The day was uneventful being entirely spent on the train. The terrain was now truly Taiga although many deciduous trees were around. For a couple of hours we passed along the southern end of Lake Baikal. Largest lake of Russia and most volumous in the world (apparently 20% of world's freshwater). We reached Irkutsk where we had originally planned to stay and visit the lake but the opportunity at Novosibirsk was too good to pass up so we had to settle for a fly-by (or train-by?). The train rolled on through various settlements - much more densely populated than Mongolia with and abundance of wooden housing and other buildings that made it distinct from the gers and shanty towns of Mongolia. But most of the ride was through forests with no observable human presence.

Day 26 - July 26

Woke up on the train passing through various wooded areas. Many of the trees near the tracks were dead, killed by fires on the trunk, otherwise it alternates between coniferous forests and birch forests. It was foggy for much of the day. After many hours on the train and stopping a few times in towns we arrived at Novosibirsk, the third largest city in Russia. Novosibirsk was a modernernized Russian city.

We got picked up at the train station and for the first time in my life I was a foreigner that could not speak the local language, but could pass off as a local. Normally I'm obviously a foreigner and am treated as such. After we got into the SUV we drove a little bit around town. While much of the Soviet era block buildings were still kicking around, many of the important and newer buildings were in fact modern and stylish. We drove through the central part of town, with many Japanese cars with right hand steering wheels and Russian cars with the more official left hand wheels. Odd that they have both especially since Russia is such a large country with a large enough market to cater to.

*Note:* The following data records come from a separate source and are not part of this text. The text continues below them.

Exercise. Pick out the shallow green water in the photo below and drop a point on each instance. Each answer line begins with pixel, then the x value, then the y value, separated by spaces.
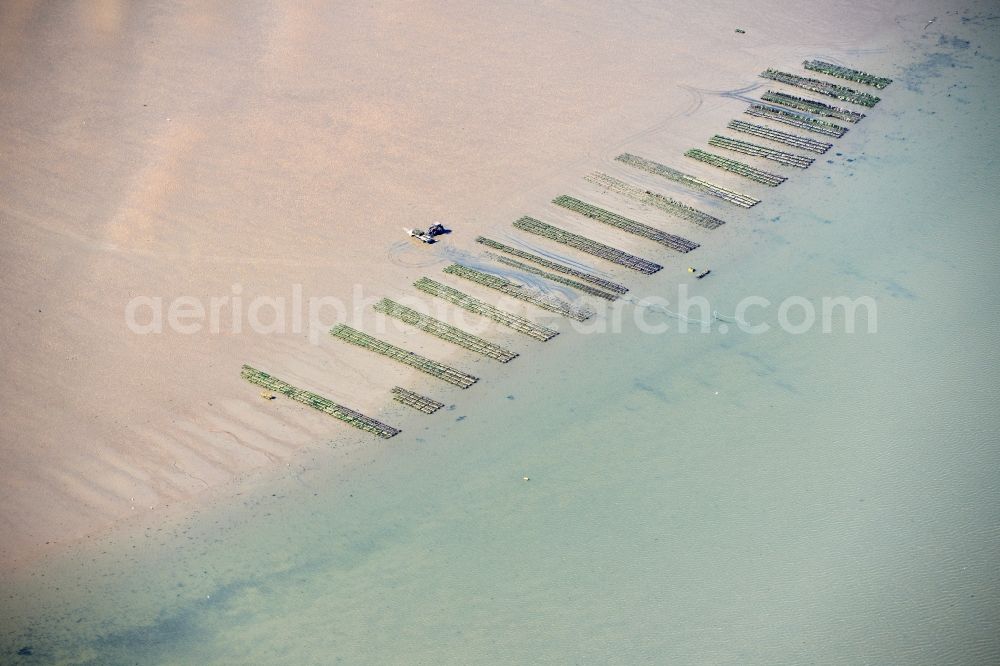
pixel 693 498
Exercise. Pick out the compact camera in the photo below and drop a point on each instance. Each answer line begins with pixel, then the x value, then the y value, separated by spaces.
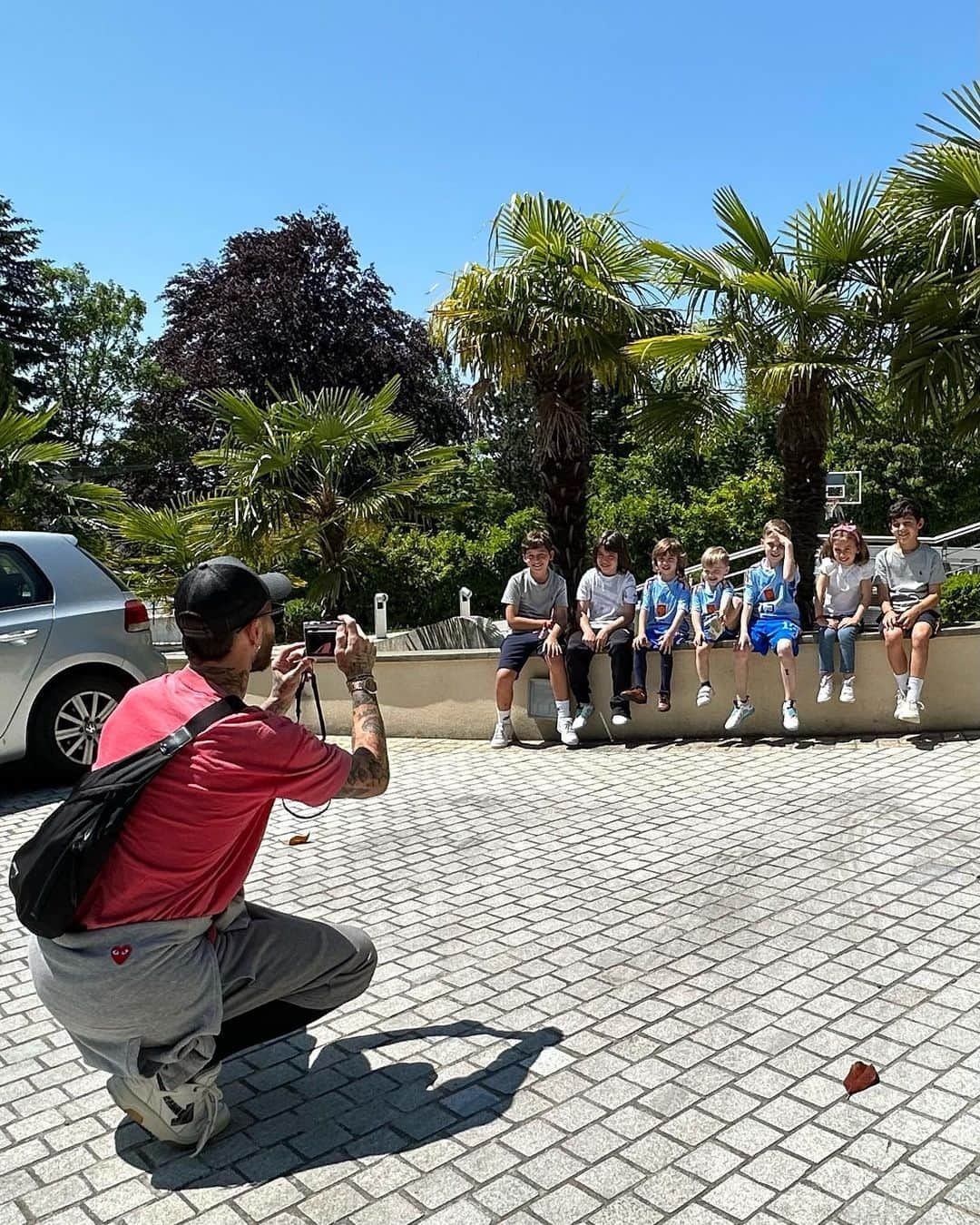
pixel 320 639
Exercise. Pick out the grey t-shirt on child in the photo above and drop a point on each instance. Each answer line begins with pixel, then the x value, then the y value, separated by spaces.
pixel 535 599
pixel 908 574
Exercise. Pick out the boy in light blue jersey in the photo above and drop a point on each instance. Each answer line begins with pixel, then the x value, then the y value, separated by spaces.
pixel 714 614
pixel 663 620
pixel 770 619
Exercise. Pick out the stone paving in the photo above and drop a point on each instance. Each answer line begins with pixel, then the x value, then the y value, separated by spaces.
pixel 618 985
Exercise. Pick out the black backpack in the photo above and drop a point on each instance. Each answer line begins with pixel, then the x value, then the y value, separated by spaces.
pixel 54 870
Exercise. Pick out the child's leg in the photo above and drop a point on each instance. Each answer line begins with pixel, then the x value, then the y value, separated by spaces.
pixel 826 637
pixel 640 668
pixel 847 637
pixel 578 658
pixel 559 678
pixel 740 667
pixel 787 668
pixel 504 691
pixel 895 647
pixel 920 634
pixel 667 671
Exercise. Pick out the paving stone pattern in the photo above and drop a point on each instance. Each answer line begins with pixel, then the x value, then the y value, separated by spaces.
pixel 616 985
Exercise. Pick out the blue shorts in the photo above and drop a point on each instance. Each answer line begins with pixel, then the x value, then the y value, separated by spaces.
pixel 769 631
pixel 517 648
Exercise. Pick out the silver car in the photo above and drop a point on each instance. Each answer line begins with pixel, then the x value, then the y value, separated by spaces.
pixel 73 640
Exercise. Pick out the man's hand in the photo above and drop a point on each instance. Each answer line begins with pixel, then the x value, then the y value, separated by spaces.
pixel 552 644
pixel 289 665
pixel 356 654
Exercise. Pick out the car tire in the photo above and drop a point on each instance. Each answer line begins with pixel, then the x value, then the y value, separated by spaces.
pixel 67 720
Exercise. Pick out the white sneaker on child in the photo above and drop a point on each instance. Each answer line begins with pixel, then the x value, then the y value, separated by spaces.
pixel 740 712
pixel 503 734
pixel 191 1113
pixel 566 734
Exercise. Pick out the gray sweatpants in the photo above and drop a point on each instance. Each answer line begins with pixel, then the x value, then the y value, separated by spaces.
pixel 150 998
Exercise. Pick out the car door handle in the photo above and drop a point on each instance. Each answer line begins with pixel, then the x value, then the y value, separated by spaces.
pixel 18 637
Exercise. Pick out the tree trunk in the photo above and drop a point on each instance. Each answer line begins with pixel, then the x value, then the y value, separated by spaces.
pixel 802 435
pixel 563 459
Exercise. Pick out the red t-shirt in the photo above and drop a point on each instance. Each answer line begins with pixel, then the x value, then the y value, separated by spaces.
pixel 191 837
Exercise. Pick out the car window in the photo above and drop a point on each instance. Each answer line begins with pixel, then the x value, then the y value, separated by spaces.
pixel 21 582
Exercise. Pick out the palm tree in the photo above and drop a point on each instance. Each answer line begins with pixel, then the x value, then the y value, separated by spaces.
pixel 564 293
pixel 311 473
pixel 934 196
pixel 800 321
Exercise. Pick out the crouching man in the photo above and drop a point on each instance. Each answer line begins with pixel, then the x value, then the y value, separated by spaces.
pixel 171 970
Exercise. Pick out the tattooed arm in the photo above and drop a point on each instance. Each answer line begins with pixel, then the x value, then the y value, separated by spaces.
pixel 369 769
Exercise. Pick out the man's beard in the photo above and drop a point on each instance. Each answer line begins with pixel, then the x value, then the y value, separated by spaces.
pixel 263 655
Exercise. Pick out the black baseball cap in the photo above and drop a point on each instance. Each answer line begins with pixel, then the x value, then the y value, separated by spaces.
pixel 222 595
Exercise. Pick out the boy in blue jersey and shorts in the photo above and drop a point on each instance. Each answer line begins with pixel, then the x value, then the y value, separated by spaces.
pixel 770 620
pixel 714 614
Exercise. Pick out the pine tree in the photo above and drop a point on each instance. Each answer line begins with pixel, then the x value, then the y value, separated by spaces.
pixel 22 315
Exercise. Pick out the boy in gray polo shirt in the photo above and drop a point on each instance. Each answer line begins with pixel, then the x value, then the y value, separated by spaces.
pixel 908 576
pixel 536 609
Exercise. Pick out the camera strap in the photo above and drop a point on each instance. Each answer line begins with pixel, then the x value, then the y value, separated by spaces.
pixel 311 678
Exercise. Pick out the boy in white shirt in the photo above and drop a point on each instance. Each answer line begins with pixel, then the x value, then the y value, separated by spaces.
pixel 908 576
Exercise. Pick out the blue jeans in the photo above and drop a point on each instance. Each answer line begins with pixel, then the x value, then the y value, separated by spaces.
pixel 826 640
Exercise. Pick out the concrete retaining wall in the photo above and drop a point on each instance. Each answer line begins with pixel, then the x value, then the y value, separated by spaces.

We drove by many modern buildings with interesting architecture. We ended up stopping at one and walking around. It was some kind of opera house and outside to the front were large statues: one of Lenin with three 'guards' to his right, and a couple of workers to his left. Clearly a nod to the Communist era. There was a local band playing and a bunch of tables with people playing backgammon.Once at the office, which was in the basement of an apartment building, we met our guides Sasha and Larissa and got organized for the trip. At 10 pm we boarded the bus to take us to Altai.